Hier je me suis donc rendu en moto à Vienne-le-Château, à près de 100km de Jarny, par un temps splendide qui donnait évidemment envie de rouler. La Nécropole se trouve à la sortie du village vers Binarville mais est plutôt mal signalée. De l'autre côté de la route se dresse le monument aux morts de la Gruerie. Des milliers de croix se présentent à moi alors je me décide à lire les premiers rangs. Coup de "chance", je suis du bon côté du cimetière et trouve assez vite la sépulture n°3043. Et là, surprise, je lis "Galon Gaston, 12ème R.A.". Ce ne serait donc pas mon grand-oncle qui serait enterré là?

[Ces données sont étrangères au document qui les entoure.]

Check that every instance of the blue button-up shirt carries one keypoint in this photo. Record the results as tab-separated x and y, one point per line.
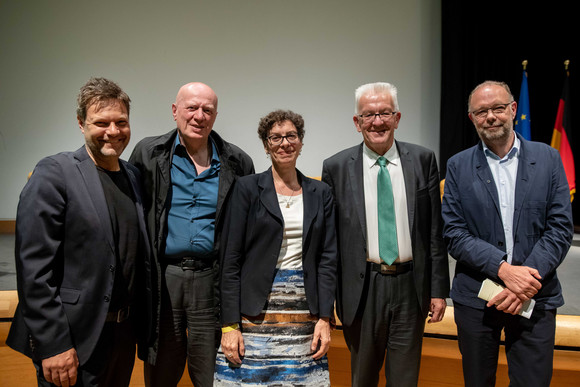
191	219
505	171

Quelque peu désappointé, je réalise, en sortant du cimetière, qu'un coffre encastré dans le mur d'enceinte contient un registre alphabétique des soldats présents ici et je lis "CALON Victor Moïse Louis, 42ème R.A.C., 23/10/1914, tombe 3043". Alors d'où provient l'erreur? Mystère! Je vais essayer prochainement d'en savoir davantage en contactant le Pôle des Sépultures de guerre et des hauts lieux de la mémoire nationale, basé à Metz.

Après un petit tour dans le joli village de Vienne-le-Château, j'ai poursuivi ma route vers le Nord, un peu au hasard, vers Binarville, Servon-Melzicourt, Ville-sur-Tourbe, Berzieux puis Sainte-Ménehould, où j'ai choisi d'emprunter l'autoroute A4 sur une soixantaine de km, histoire de faire un peu mouliner les 600cc de ma Suzuki GSR... et d'en prendre plein la poire, à vouloir me tirer la bourre avec des grosses berlines allemandes... Alors je suis sorti à Fresnes-en-Woëvre , à 25 bornes de Jarny, pour reprendre mes petites routes de campagne préféres jusqu'à Jarny. 222km en tout entre 13h45 et 17h45, 18,5 euros de SP98 et 2,40 euros de péage : pas si économique que ça, la balade!